Interior design with stable diffusion
How can stable diffusion help each of us rearrange the apartment design? In this article, I will give a short introduction to what stable diffusion is and how it works. Then I will explain how we can control shapes generated by stable diffusion. Finally, I will show a toy project example of how the technology can be used to create room design ideas.
Stable Diffusion
Stable diffusion is a generative text-to-image neural network that can create photo-realistic images given text prompts and noise. Released in August 2022, the original model has 859 million parameters and an input image size of 512x512 pixels. Stable diffusion is much more stable in training than GANs and creates the same or higher quality images. The model architecture follows the U-Net structure with skip connections and uses text embeddings incorporated into the model using cross-attention layers. Text embeddings add control to the model so that the user can ask for a specific image. The image is obtained in a recurrent manner. The network tries to predict a small portion of noise in the image and subtracts it from the input image. The image obtained after subtraction is then fed again as input to the model. The loop is repeated until the final, high-quality image is obtained. Usually, there are about 1,000 recurrent calls.
Table 1. Examples of stable diffusion. Given a user-specified prompt, the model generated images. Images were generated using the official Stable Diffusion demo.
Stable diffusion by design is only controlled by the text prompt. However, the model architecture is not limited to that. With slight modifications, it can be controlled with user drawings, segmentation masks, or edges. In this article, I will particularly focus on controlling the stable diffusion model using lines, as it allows the generation of many different interior design ideas given a single room input image. The challenge with controlling the model using modalities other than text comes with training time and required resources. The original stable diffusion model was trained using 2 billion images and 256 Nvidia A100 GPUs, and it took about 150,000 hours. Electricity consumed during training time is more or less equivalent to a market price of about $600,000. Modifying the model architecture and training it from scratch is an expensive task, which is impossible for most people. Here comes ControlNet. The authors proposed an architecture that efficiently tunes the parameters of the original stable diffusion model. The training time is possible on as little as a single RTX 3090, and we can obtain good results already after 16 hours of training with a dataset of size 50k images.
ControlNet
ControlNet builds on top of the Stable Diffusion model. As presented in Figure 1, the U-Net model with text encoder and time encoder is the exact copy of the original Stable Diffusion model. It shares the same weights as the original model, which are frozen over the training time. Additionally, it adds the trainable encoder, which is a copy of the U-Net Stable Diffusion encoder. The encoder is trainable and responsible for the spatial control of the output image. The input to the encoder is noise and edges. Edges represent contours in the target image. Finally, ControlNet adds zero convolutions layers which are connectors between the controlling encoder and the stable diffusion U-Net. The name zero-convolution comes from the weights initialization, which are initialized to zeros. As the authors prove in their publication, weights initialization to zero allow for smooth control encoder impact increase on the controlled U-Net. In the first iteration, the control encoder has no impact on the final output at all. Over the training time, the control encoder gradually gets more and more influence, and the final model output gets more and more aligned with the condition shape.

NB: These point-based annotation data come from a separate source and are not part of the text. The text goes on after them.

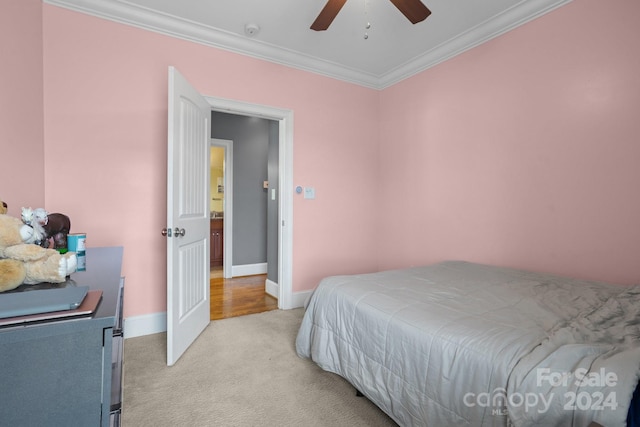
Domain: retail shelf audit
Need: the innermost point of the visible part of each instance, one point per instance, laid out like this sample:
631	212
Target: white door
187	216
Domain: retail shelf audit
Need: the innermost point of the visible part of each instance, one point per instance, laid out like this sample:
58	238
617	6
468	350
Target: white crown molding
126	13
508	20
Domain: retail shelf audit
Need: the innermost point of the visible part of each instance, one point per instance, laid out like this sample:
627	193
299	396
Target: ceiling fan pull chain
366	16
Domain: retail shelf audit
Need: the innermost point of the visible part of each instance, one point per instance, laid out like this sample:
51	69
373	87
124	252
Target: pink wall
521	152
21	131
524	151
105	146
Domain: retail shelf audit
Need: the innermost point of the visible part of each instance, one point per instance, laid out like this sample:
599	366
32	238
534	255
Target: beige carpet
242	371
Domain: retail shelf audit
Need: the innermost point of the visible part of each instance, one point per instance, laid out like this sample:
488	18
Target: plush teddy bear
29	263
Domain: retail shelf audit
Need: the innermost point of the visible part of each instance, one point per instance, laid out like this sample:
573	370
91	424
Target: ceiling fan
414	10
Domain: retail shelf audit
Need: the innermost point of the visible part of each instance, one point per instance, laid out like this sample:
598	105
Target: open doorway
284	119
244	166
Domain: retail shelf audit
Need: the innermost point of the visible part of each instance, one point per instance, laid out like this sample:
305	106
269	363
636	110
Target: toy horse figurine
47	226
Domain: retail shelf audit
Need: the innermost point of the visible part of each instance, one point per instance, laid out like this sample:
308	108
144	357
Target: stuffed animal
28	263
47	226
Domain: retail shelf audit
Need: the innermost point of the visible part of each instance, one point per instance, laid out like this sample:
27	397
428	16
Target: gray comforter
465	344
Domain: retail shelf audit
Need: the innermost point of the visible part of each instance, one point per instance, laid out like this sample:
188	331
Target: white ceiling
394	50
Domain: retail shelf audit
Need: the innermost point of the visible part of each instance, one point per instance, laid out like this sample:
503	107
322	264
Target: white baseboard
299	299
272	288
155	323
249	269
146	324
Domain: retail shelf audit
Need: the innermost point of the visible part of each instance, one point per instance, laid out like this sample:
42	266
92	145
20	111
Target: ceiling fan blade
414	10
327	15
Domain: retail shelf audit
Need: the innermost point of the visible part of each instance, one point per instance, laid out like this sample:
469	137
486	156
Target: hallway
238	296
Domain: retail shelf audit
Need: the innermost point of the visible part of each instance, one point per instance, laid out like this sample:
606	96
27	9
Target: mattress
465	344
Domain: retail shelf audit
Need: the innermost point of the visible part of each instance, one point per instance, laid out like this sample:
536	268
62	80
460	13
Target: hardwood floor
238	296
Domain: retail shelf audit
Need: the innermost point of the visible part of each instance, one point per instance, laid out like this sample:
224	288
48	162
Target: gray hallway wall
251	202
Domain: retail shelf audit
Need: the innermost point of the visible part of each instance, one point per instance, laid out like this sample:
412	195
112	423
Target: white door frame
285	190
227	243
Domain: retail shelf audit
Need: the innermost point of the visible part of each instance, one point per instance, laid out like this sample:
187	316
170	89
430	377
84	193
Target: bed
464	344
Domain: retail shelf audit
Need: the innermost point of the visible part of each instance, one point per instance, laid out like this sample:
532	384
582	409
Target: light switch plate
309	193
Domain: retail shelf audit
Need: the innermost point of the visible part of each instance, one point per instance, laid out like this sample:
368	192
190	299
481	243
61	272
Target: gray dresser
68	372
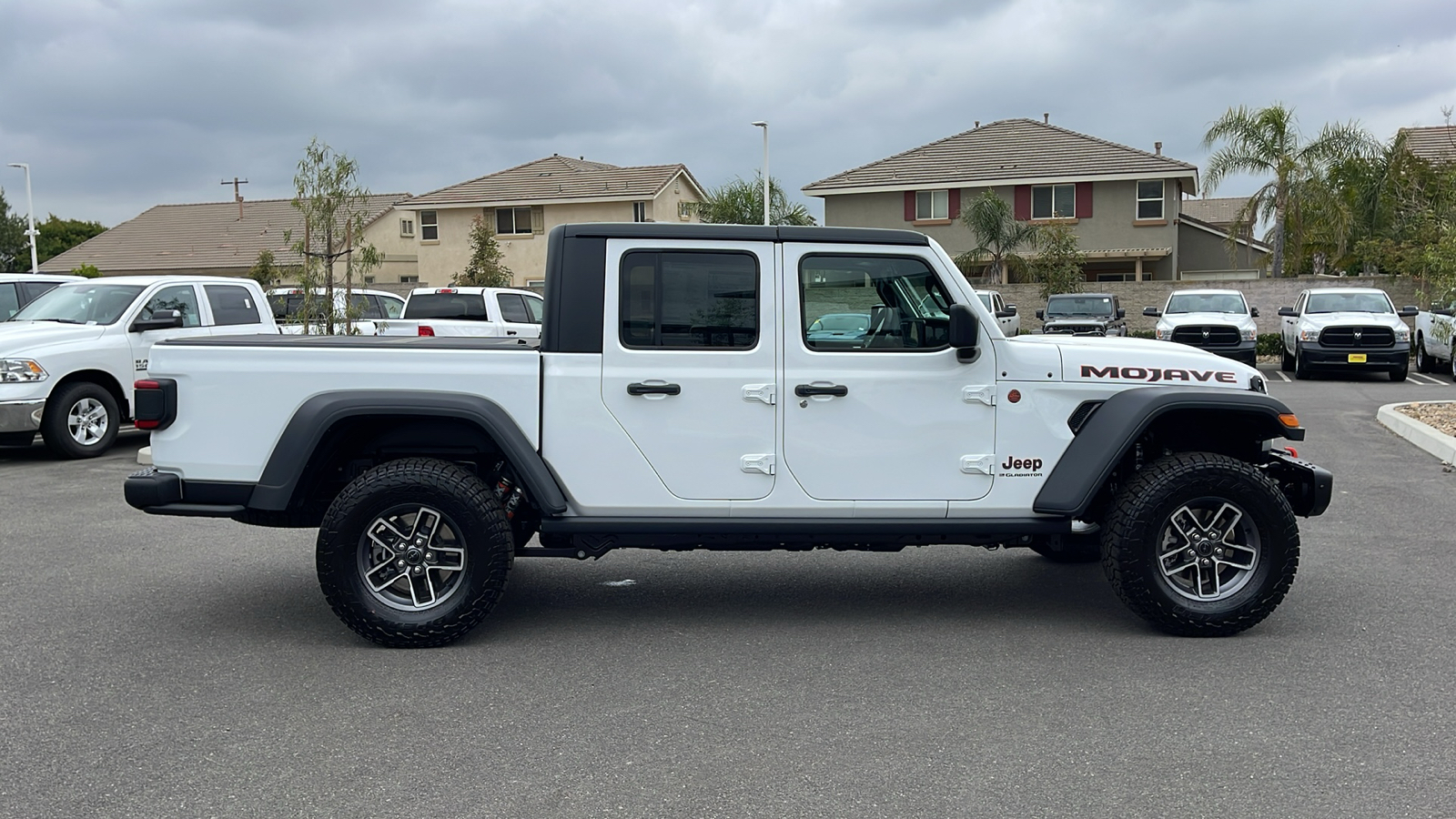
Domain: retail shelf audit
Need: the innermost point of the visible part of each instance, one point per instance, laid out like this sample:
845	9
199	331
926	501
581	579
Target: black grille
1358	337
1208	336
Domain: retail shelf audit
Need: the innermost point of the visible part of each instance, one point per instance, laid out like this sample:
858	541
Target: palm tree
997	235
1267	142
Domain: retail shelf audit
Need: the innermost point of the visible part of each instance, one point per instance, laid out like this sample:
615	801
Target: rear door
689	363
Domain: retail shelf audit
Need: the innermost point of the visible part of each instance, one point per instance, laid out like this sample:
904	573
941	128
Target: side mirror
160	319
965	329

Figure 1. ControlNet architecture.
ControlNet for Interior Design
For the purpose of this project, I connected multiple interior design datasets:
- IKEA Interior design dataset (298 images)
- Indoor Scene Recognition dataset (2,809)
- House Roomsset (5,250)
- GeoSynth: A Photorealistic Synthetic Indoor Dataset for Scene Understanding (170)
In total, a dataset of 8,527 images was created. Authors of the ControlNet paper suggest using at least 50k images, however, I had a hard time finding more sufficient quality interior design images.
Some images in the dataset have 256x256 pixels resolution. The original stable diffusion model was trained on 512x512 pixels images. To keep the original architecture unchanged. I decided to upscale all images and center crop it to 512x512.
The dataset for ControlNet training consists of the original image, condition image (lines, edges, masks), and text prompts. For each original image, I created a condition image using Hough transform. Initially, I experimented with a canny edge detector, but the resulting condition images had too many contours. The model had a hard time coming up with new designs matching so many unstructured edges. Hough transform outputs only straight lines in the image, which are perfect for interior design mapping.
Finally, I had to create a text prompt for each image. One way of doing so is to just enter an empty prompt label “”. However, as the model was originally trained with prompts, the results might be poor. I decided to use a default prompt for each image “interior design”. The best option would be to use an automatic image labeling network, like for example Bootstrapping Language-Image Pre-training (BLIP), to create a customized text prompt for each image. I keep this approach for future work.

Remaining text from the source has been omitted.